O “milagre” da contribuição única é uma técnica para aumentar o valor da aposentadoria de um segurado que está prestes a se aposentar. Essa possibilidade do chamado milagre foi possível após a Reforma da Previdência.
Para você entender, o segurado facultativo faz uma contribuição única pelo teto do INSS, conseguindo uma Renda Mensal Inicial (RMI), ou seja, uma aposentadoria que poderá chegar a R$ 4 mil (de acordo com cada caso).
Antes da reforma, existia uma forma de cálculo chamado Divisor Mínimo que era direcionada aos segurados que, embora já estivessem perto de se aposentar, fizeram poucas contribuições após julho de 1994.
O Plano Real começou a vigorar em julho de 1994, fazendo com que a moeda vigente fosse alterado do Cruzeiro Real (CR$) para o Real (R$). Deste modo, em 1999, foi criada uma lei criando o Divisor Mínimo.
Desta forma, passou a se levar em conta o cálculo das contribuições que foram somente realizadas após julho de 1994.
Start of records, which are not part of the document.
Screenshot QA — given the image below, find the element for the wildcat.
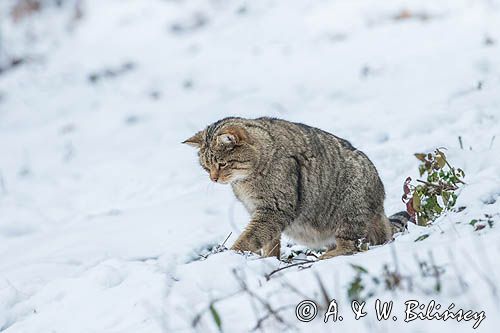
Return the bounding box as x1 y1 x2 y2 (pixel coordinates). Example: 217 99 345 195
183 117 409 259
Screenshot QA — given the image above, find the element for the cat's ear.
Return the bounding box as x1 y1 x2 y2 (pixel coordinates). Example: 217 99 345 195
217 133 236 146
182 131 203 148
217 126 249 146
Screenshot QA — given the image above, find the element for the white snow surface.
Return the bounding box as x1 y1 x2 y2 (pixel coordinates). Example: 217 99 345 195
0 0 500 333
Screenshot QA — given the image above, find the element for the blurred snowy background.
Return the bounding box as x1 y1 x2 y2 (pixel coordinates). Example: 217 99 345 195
0 0 500 333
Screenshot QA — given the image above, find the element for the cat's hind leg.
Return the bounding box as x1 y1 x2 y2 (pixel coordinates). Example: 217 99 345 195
262 238 281 259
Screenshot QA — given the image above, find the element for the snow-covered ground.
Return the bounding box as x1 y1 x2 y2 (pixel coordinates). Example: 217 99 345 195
0 0 500 333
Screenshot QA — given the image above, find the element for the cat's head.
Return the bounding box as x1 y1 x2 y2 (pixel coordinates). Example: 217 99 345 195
183 124 258 184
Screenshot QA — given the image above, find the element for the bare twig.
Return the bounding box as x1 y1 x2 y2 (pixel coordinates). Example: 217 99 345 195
266 260 316 280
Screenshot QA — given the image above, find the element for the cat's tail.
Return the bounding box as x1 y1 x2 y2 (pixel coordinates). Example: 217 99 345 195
389 210 411 234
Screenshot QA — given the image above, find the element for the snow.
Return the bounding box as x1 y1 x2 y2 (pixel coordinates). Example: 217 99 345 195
0 0 500 333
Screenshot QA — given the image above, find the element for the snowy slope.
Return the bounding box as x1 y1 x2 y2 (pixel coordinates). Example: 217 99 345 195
0 0 500 333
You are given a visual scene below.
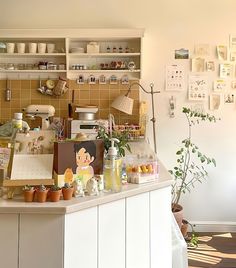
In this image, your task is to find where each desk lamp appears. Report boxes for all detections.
[111,82,160,153]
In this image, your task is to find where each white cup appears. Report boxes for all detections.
[29,43,37,53]
[7,43,15,53]
[16,43,25,53]
[47,44,55,53]
[38,43,47,53]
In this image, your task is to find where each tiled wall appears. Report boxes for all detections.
[0,80,139,124]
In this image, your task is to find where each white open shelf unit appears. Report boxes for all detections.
[0,29,144,79]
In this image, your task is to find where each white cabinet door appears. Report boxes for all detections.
[19,214,64,268]
[126,193,150,268]
[150,187,172,268]
[0,214,19,268]
[98,199,125,268]
[64,207,98,268]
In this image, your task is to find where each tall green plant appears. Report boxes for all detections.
[97,126,131,156]
[169,107,217,212]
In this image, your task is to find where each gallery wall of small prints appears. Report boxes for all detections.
[165,35,236,112]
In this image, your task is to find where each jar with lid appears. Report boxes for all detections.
[13,113,23,130]
[7,63,15,70]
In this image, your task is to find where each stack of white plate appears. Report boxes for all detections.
[70,47,84,53]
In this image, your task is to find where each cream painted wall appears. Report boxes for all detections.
[0,0,236,224]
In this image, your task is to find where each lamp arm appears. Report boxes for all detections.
[128,82,160,96]
[126,82,160,153]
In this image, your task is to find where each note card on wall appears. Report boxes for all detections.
[11,154,53,180]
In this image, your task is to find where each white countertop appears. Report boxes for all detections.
[0,162,173,214]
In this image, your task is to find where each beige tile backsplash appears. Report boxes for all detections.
[0,80,139,124]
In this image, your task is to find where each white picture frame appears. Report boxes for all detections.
[209,93,223,111]
[216,45,228,60]
[98,74,107,85]
[224,92,236,104]
[213,79,227,93]
[219,63,234,78]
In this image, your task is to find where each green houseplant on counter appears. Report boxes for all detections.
[22,184,35,202]
[62,182,74,200]
[49,185,61,202]
[169,107,217,228]
[36,184,48,203]
[97,126,131,157]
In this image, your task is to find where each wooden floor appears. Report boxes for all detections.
[188,233,236,268]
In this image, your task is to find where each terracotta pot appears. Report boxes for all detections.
[24,190,35,202]
[36,190,48,203]
[181,220,188,238]
[172,204,183,230]
[49,190,61,202]
[62,187,74,200]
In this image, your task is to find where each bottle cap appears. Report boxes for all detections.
[108,138,120,156]
[14,113,23,120]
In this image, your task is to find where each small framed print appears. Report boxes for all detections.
[216,45,228,60]
[206,61,215,72]
[220,63,234,78]
[98,74,106,84]
[231,80,236,89]
[175,48,189,60]
[110,75,118,84]
[224,93,235,104]
[213,79,227,92]
[88,74,96,85]
[76,74,84,84]
[209,93,222,111]
[121,75,129,85]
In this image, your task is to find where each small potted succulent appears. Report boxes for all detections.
[62,182,74,200]
[49,185,61,202]
[36,184,48,203]
[23,184,35,202]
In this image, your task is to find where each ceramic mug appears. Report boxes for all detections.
[47,44,55,53]
[16,43,25,53]
[7,43,15,53]
[29,43,37,53]
[38,43,47,53]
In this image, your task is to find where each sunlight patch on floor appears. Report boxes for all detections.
[198,235,212,242]
[194,244,216,252]
[188,252,222,265]
[213,233,232,238]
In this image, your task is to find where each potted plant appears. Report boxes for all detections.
[97,126,131,157]
[62,182,74,200]
[169,107,217,229]
[23,184,35,202]
[49,185,61,202]
[36,184,48,203]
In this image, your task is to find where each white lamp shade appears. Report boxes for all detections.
[111,95,134,114]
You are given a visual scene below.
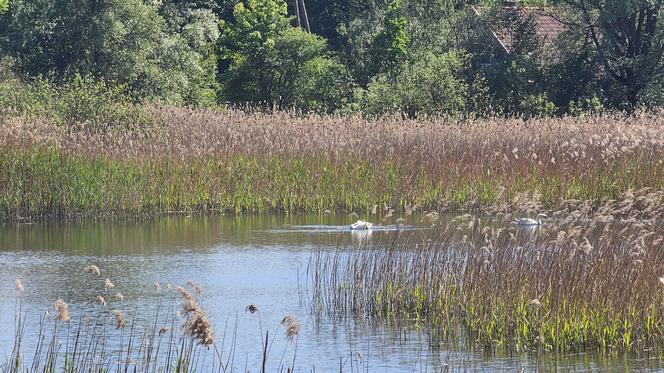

No entanto, o Instituto Nacional do Seguro Social (INSS) elaborou uma nota técnica que recomenda acabar com a concessão de aposentadorias por contribuição única. De acordo com o Jornal Agora São Paulo, segundo o documento, enviado à presidência do órgão, a medida viola princípios do equilíbrio financeiro e matemático do sistema previdenciário e caracteriza abuso de direito e enriquecimento sem causa.
O desejo do INSS é que os benefícios sejam suspensos até que possa haver uma manifestação da procuradoria. Dentro do órgão já se discute o assunto, mas não se sabe se a presidência vai seguir a recomendação.
Mudanças da reforma previdenciária
Em novembro de 2019 entrou em vigor a Reforma da Previdência, que possibilitou ao trabalhador descartar parte das contribuições de sua aposentadoria. No entanto, isso só pode ser feito por quem mantiver, após o descarte, o tempo mínimo de contribuição que é exigido para se obter o benefício.
A reforma também acabou com a regra do Divisor Mínimo, que era utilizado no cálculo de quem tinha poucas contribuições a partir de julho de 1994. Na verdade, o divisor levava em conta a quantidade de meses existentes entre julho de 1994 e a data em que a aposentadoria tinha sido pedida. Deste modo, a pessoa que tinha poucos pagamentos em reais poderia acabar recebendo o salário mínimo.
O divisor vigorou de 26 de novembro de 1999 até o 13 de novembro de 2019. Ele não permitia que o segurado do INSS que tinha poucas contribuições se aposentasse com base nos valores dos pagamentos recolhidos.